Atardecer (Cap. X)
Eran las cinco menos diez y allí estaba en la Calle Mayor a la altura del numero once, a medio camino entre Sol y la Plaza Mayor y a un suspiro de la Casa del Jamón.
Buscó en la placa del videoportero el ático A y pulsó el botón correspondiente con decisión. En menos de diez segundos escuchó aquella bonita y aterciopelada voz, se identificó y la puerta se abrió mágicamente.
Aunque no era amigo de los ascensores, esta vez eran cinco pisos y prefirió subir metido en aquella caja de metal que siempre le daba la impresión de que podría fallar y dejarlo allí un buen rato.
Llegó sin problema alguno y cuando iba a llamar a la puerta observó que ya estaba abierta esperando que el la traspasara.
Dentro le esperaba María que lo recibió con uno de esos jugosos abrazos que comenzaban a hacerse tradicionales.
La encontró,… hermosa –no encontraba otra palabra– y al mismo tiempo halagado al poder disfrutar de su compañía.
Estaba ya preparada para salir, esta vez había dejado de lado los pantalones y lucía un vestido que se acercaba a su rodilla sin llegar a ella, con un regusto vintage, muy al estilo años sesenta y de un color rosa palo que a Juan le pareció que encajaba perfectamente en aquel cuerpo que el comenzaba a conocer.
Salieron al descansillo, cerraron la puerta tras de si y penetraron en la caja metálica cogidos de la mano dispuestos a disfrutar del paseo vespertino.
Al llegar a la calle y estando tan cerca decidieron intentar un segundo asalto a San Ginés –la chocolatería– como si quisieran sellar algo que había nacido en aquel lugar, pero esta vez fue imposible pues estaba hasta arriba de gente y había cola para entrar.
Enfilaron hacia Sol y poco después estaban disfrutando de la tarde en la terraza del Hotel Europa frente al reloj más famoso del país.
La caída del sol y sus últimos rayos del día bañaban de un tono rojizo las paredes de aquellos vetustos edificios.
El atardecer era un momento mágico perfecto para albergar confidencias, conjuras o traiciones.
Se habían sentado de frente a la plaza, al mismo lado de la mesa con sendas copas de vino, lo que les permitía –apoyados el uno en el otro– disfrutar observando como discurría la vida frente a ellos.
Un par de niños –hermanos indiscutiblemente– se peleaban por un mismo juguete, dos abuelos –cogidos del brazo– paseaban charlando animadamente como seguro que habían hecho durante los últimos cincuenta años a juzgar por las edades que aparentaban. Una pareja de policías hacía su ronda habitual intentando controlar cualquier detalle sospechoso que delatara a algún posible carterista.
Y ellos, sentados allí, disfrutaban del espectáculo en silencio pero acompañándose.
Después de un ramillete de besos furtivos hablaron de lo absurdo que fue dejar pasar tanto tiempo sin atreverse a dar el paso creyendo ambos que al otro lado no se compartía el mismo interés. Como vulgarmente se dice, el uno por el otro y la casa sin barrer.
Acordaron –sobre todo– ser sinceros, tanto el uno con el otro, como -y quizá mas importante– consigo mismos.
Hablaron mucho de sus gustos, se contaron trozos de películas, de libros, se rieron de chistes malos y poco a poco se iban conociendo, acostumbrándose a ser dos y descubriéndose.
Trazaron ya algún plan juntos, concretamente una pequeña escapada a la sierra el siguiente fin de semana, lo necesitaban para pasar algún tiempo juntos y la época –en plena primavera– era la ideal.
No querían por el momento ir mas allá, no querían correr para evitar el riesgo de algún tropiezo inesperado.

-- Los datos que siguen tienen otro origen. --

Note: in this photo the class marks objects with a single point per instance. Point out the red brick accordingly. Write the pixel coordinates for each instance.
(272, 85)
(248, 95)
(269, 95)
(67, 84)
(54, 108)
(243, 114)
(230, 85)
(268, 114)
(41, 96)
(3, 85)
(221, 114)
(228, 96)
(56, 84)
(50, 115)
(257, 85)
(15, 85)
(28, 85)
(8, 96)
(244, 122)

Estos primeros días se verían un rato por la tardes pues los horarios –sobre todo los de Juan– no ayudaban mucho.
Pidieron la cuenta y paseando por la calle del Carmen llegaron hasta la Plaza de Callao, que a esas horas estaba repleta de gente bulliciosa que iba de un lado a otro corriendo, paseando o simplemente observaban las carteleras para decidir que película ver esa noche.
Bajaron Gran Vía y después comenzaron a callejear ya en dirección al ático de María.
Por aquellas callejuelas –apenas iluminadas– iban deliberadamente lentos y a cada tanto, en las zonas mas discretas de cada calle se fundían en un mar de abrazos y besos.
Un recorrido de menos de quince minutos a ellos se le convirtieron en cuarenta y cinco pero lo hubiesen hecho gustosamente un poco mas largo.
Cuando llegaron delante del numero once de la calle Mayor Juan se dispuso a despedirse pero María agarró su mano con firmeza y lo arrastró al interior del portal.
Aquella noche Juan no pisaría su casa.